Industries involving land clearing and sub-surface mining are frequently criticized by international watchdogs for causing severe deforestation and community displacement. To counter this, UIN Jakarta heavily focuses on Islamic Mind Engineering: a framework that mandates moral accountability before a single shovel touches the ground. Students are trained to understand that strict regulatory compliance, environmental impact assessments (AMDAL), and mandatory reforestation are not merely secular state laws, but spiritual obligations to prevent Fasad (corruption and destruction on Earth).
Muhammad Rafly Ramadhan, a senior student from the class of 2023, emphasized that the environmental fate of an excavation site depends entirely on the moral architecture of the engineer.
"In our curriculum, we are strictly educated on how to execute sustainable mining through an Islamic ethical lens," Ramadhan stated during a research briefing. "This integration is so deep that our undergraduate theses require a comprehensive analysis of Quranic ecological verses to legally and morally justify our engineering solutions. It instills a deep sense of fear and responsibility before God, preventing future engineers from cutting corners or engaging in corporate malpractice."
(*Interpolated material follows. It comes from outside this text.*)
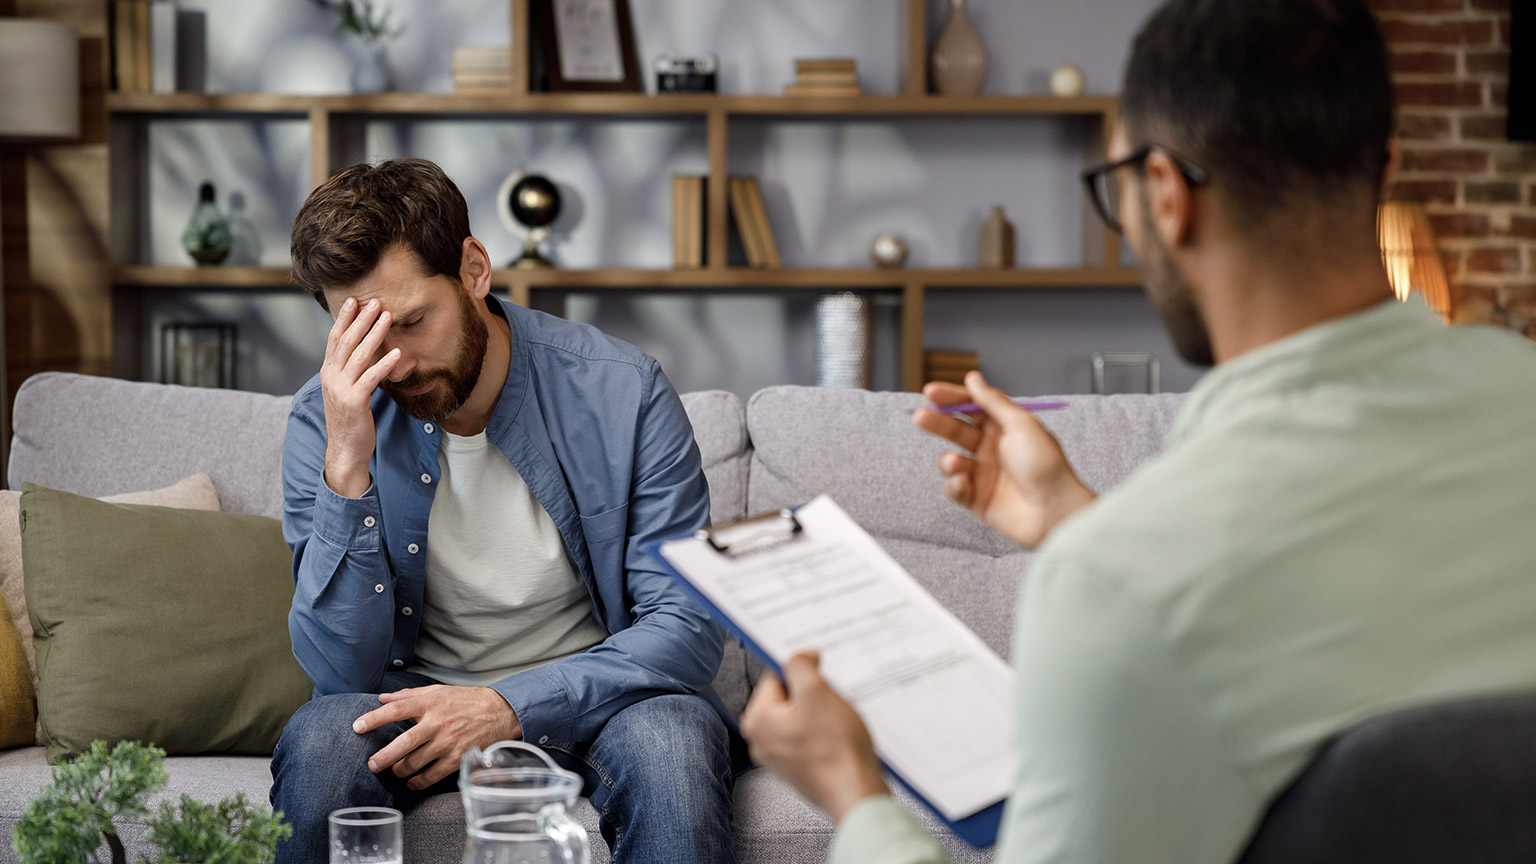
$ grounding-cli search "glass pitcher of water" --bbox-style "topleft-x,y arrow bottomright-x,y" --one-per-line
459,740 -> 590,864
For international applicants, especially from resource-rich developing nations in Africa, the Middle East, and the ASEAN region, UIN Jakarta offers an unparalleled geographic advantage. Studying mining in continental Europe or flat landscapes is highly theoretical; studying in Indonesia puts students directly on the Earth's volatile Ring of Fire.
The program’s fieldwork modules leverage Indonesia’s status as a global geological anomaly, giving students direct field access to analyze complex tectonic formations, volcanic structures, and world-class mineral deposits. The curriculum systematically answers core geological anomalies from the formation of mountain ranges to the massive gold mineralization in Papua, providing real-world field data that cannot be replicated in Western classrooms.
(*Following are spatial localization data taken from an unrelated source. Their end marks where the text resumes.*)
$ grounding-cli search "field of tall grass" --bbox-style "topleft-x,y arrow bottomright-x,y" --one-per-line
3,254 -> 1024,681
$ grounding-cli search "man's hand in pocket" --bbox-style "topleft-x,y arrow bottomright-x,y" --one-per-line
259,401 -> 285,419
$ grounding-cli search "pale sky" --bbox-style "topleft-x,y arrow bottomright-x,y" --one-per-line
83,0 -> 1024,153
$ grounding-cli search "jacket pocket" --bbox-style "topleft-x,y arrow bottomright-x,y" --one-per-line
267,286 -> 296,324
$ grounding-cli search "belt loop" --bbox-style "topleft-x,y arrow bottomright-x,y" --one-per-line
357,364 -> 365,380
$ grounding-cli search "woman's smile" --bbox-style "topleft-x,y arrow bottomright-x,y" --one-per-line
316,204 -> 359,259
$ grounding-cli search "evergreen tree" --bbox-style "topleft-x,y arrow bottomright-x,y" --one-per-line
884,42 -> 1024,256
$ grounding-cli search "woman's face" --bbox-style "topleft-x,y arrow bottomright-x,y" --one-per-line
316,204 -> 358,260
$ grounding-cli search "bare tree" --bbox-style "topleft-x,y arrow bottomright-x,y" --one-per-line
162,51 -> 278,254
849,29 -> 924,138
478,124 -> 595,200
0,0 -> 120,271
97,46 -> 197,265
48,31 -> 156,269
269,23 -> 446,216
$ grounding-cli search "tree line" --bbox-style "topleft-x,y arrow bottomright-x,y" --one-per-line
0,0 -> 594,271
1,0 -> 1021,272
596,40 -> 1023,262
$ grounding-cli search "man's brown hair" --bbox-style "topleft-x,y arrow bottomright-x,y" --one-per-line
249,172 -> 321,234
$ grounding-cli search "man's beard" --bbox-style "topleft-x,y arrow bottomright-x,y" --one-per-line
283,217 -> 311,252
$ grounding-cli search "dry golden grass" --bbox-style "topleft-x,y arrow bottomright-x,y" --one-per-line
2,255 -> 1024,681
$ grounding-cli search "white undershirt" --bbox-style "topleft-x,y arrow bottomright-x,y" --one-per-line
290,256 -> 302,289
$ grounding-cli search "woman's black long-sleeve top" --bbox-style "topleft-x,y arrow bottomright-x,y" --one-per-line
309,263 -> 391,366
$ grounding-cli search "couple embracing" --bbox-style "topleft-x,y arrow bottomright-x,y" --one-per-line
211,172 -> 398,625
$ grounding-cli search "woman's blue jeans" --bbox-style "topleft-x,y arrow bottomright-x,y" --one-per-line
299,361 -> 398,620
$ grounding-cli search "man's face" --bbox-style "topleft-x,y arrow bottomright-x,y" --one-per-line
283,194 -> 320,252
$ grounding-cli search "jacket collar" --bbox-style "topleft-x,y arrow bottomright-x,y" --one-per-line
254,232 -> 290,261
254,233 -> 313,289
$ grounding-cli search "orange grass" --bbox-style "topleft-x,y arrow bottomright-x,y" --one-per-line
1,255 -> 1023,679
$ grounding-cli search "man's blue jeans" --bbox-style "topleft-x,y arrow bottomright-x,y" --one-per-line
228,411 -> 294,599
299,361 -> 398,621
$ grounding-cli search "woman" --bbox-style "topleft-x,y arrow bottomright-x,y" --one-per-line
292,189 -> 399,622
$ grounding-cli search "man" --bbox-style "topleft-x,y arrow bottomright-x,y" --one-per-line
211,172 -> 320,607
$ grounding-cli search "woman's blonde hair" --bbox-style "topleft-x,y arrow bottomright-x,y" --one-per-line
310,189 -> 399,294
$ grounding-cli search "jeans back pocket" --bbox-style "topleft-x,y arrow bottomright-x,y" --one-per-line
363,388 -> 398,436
Complementing its strong ethical foundation, the university has invested heavily in advanced industrial-grade laboratories, matching the technical rigor of top-tier engineering academies. The FST campus features specialized facilities, including the Mineralogy and Petrology Laboratory, the Mineral and Coal Technology Hub, and rock/soil mechanics facilities.
"We are fully equipped with state-of-the-art field apparatuses, such as the Blastmate system to monitor and calculate ground vibrations post-blasting, and Total Station systems for highly precise elevation and coordinate mapping," Ramadhan added.
Most notably, the campus houses a sophisticated artificial underground mining tunnel, complete with operational sub-surface ventilation systems and coal lab simulations. This rare infrastructural asset allows international students to safely master underground surveying, mapping, and rock mechanics before executing full-scale industrial deployments.

By merging top-tier hard-science infrastructure with an ethical framework, UIN Jakarta positions its Mining Engineering alumni as visionary global leaders equipped to manage the world's natural wealth with absolute integrity.